Tinha todos os dias o aroma e o café da
tarde, junto com as filhas e os netos, e a caderneta do armazém do seu
Orozimbo, para comprar balas e pirulitos...para nós...
A Casa da Vó tinha uma poltrona grande,
de cor de abóbora que era o trono da matriarca, e que num tempo passado foi a
casamata e o descanso do vô Marcínio, quando por incontáveis vezes sentei com
ele para fazer palavras cruzadas do Correio do Povo.
Sei lá, mas acho que foi daí que tomei
gosto pelas “escritas”...
A Casa da Vó tinha a Nena, sua irmã
solteira e nossa tia-avó, que era a administradora geral daquele refúgio
encantado, daquele castelo enfeitiçado pela magia do amor, com sua imensa bondade,
sua paciência, seu carinho e sua dedicação a toda a família.
A caderneta do armazém? Era ela quem
liberava! Viva a Nena!
Que saudade da Neninha.
A Casa da Vó tinha o seu cheiro.
Cheiro de Vó.
Esta peculiaridade ímpar que ficou
gravado numa memória distante dos saudosos cheiros da infância.

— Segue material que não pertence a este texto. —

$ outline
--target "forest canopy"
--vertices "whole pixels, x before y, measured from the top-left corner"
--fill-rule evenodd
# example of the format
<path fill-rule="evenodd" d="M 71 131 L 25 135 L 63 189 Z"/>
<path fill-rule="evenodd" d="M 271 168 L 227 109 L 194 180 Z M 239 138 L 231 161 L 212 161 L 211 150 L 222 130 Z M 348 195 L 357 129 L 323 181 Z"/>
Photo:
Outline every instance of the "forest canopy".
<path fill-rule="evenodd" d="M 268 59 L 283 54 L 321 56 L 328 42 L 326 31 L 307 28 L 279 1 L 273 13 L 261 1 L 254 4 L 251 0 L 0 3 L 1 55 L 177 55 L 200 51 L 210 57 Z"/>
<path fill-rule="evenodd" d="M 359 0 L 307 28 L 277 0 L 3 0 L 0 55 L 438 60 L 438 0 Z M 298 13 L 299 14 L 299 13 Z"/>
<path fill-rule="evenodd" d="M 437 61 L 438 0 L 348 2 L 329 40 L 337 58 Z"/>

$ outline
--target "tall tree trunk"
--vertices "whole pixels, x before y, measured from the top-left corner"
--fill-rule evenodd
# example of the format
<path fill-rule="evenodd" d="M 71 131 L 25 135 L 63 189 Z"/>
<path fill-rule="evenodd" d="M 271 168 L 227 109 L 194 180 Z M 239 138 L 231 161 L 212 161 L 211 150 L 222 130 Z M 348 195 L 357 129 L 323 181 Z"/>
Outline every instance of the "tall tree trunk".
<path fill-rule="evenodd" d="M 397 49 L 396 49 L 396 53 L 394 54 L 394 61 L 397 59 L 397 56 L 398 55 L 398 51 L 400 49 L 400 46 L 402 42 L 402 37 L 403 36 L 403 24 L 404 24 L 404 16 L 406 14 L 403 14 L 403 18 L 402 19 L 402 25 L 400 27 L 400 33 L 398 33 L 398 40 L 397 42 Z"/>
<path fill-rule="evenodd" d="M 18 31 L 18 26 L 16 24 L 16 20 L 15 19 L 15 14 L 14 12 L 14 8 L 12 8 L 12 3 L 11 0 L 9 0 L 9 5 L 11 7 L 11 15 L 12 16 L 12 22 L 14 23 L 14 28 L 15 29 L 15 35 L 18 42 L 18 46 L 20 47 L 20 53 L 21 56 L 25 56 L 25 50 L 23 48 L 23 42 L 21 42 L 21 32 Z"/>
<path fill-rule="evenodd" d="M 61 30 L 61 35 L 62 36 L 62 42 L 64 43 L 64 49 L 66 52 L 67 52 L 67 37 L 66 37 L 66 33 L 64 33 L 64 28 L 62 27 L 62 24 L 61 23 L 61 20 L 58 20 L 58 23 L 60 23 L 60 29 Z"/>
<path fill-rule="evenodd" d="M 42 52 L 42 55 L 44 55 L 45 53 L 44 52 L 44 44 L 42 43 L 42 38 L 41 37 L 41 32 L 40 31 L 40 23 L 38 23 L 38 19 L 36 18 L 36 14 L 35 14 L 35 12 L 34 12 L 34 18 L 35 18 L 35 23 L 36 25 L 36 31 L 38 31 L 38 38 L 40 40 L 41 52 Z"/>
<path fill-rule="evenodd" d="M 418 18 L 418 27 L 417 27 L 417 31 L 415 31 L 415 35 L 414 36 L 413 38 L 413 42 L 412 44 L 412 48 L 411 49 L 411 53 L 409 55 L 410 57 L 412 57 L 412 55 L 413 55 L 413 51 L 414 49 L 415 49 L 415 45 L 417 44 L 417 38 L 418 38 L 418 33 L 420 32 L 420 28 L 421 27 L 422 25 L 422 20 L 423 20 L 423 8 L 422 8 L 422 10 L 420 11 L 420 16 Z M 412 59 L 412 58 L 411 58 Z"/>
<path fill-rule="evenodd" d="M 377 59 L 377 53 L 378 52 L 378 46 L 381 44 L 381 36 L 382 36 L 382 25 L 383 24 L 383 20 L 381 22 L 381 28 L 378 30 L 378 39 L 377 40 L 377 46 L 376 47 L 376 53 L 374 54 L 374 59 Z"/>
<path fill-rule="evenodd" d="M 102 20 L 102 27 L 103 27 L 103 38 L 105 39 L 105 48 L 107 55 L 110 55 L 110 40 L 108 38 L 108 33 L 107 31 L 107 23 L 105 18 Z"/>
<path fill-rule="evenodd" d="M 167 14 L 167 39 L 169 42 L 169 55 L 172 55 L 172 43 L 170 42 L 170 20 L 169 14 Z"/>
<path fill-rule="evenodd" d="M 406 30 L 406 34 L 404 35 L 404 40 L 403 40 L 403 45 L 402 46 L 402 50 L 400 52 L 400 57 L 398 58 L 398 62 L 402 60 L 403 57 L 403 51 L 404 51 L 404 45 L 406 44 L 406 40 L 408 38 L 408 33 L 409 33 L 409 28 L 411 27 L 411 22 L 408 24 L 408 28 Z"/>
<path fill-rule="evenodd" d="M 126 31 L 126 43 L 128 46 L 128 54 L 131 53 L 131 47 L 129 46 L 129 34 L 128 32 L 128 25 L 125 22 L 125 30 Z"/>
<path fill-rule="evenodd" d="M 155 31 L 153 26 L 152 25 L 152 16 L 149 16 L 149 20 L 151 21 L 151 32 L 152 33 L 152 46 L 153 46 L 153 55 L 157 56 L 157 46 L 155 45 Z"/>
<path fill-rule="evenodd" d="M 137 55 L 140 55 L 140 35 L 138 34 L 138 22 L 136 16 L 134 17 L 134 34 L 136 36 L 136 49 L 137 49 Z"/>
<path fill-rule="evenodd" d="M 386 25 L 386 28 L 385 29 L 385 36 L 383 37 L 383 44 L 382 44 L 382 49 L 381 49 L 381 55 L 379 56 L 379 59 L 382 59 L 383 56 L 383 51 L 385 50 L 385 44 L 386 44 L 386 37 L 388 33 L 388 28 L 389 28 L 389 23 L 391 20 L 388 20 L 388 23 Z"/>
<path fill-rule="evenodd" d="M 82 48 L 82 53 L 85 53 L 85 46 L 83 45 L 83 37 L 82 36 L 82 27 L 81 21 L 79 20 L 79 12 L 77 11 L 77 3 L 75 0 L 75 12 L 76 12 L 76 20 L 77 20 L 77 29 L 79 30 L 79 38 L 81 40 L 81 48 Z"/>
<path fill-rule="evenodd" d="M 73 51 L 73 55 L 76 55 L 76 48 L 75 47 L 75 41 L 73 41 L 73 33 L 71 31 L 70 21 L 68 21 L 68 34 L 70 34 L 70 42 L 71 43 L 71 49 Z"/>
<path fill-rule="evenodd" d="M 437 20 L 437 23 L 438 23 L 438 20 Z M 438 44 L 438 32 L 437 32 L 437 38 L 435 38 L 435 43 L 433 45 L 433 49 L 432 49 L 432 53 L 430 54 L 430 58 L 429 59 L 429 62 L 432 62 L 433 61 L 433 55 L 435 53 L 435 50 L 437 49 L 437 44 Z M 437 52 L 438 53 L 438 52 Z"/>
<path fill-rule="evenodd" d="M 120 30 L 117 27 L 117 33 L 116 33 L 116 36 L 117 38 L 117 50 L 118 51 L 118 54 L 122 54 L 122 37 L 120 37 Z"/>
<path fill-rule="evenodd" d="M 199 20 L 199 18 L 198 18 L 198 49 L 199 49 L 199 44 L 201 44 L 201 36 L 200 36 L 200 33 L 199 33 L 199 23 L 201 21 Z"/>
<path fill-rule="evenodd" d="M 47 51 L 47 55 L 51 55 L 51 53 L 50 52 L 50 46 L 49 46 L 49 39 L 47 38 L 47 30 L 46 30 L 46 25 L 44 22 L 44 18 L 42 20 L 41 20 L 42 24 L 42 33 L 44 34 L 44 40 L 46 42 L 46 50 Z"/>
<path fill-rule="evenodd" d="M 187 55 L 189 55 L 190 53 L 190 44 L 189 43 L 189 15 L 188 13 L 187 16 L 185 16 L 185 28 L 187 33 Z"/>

Meu pai, o Chico, gostava muito do
cheiro das flores de jasmim.
Costumo dizer que todas as vezes que
sinto este cheiro no ar, o seu Carreta está do meu lado; desceu para conversar
e me aconselhar...
Por muitas vezes sinto o cheiro de Vó.
Na fritura das batatas, nas flores de
algum jardim, nas parreiras tomadas pelos cachos de uvas pretas, em um café da
tarde, num verão e um tanque cheio...
A Vó Marieta tinha cheiro de talco, de
maçãs e alfazemas, cheiro do perfume do amor, do carinho, a Vó Marieta tinha
cheiro da ternura...
...tinha o cheiro divino de Deus.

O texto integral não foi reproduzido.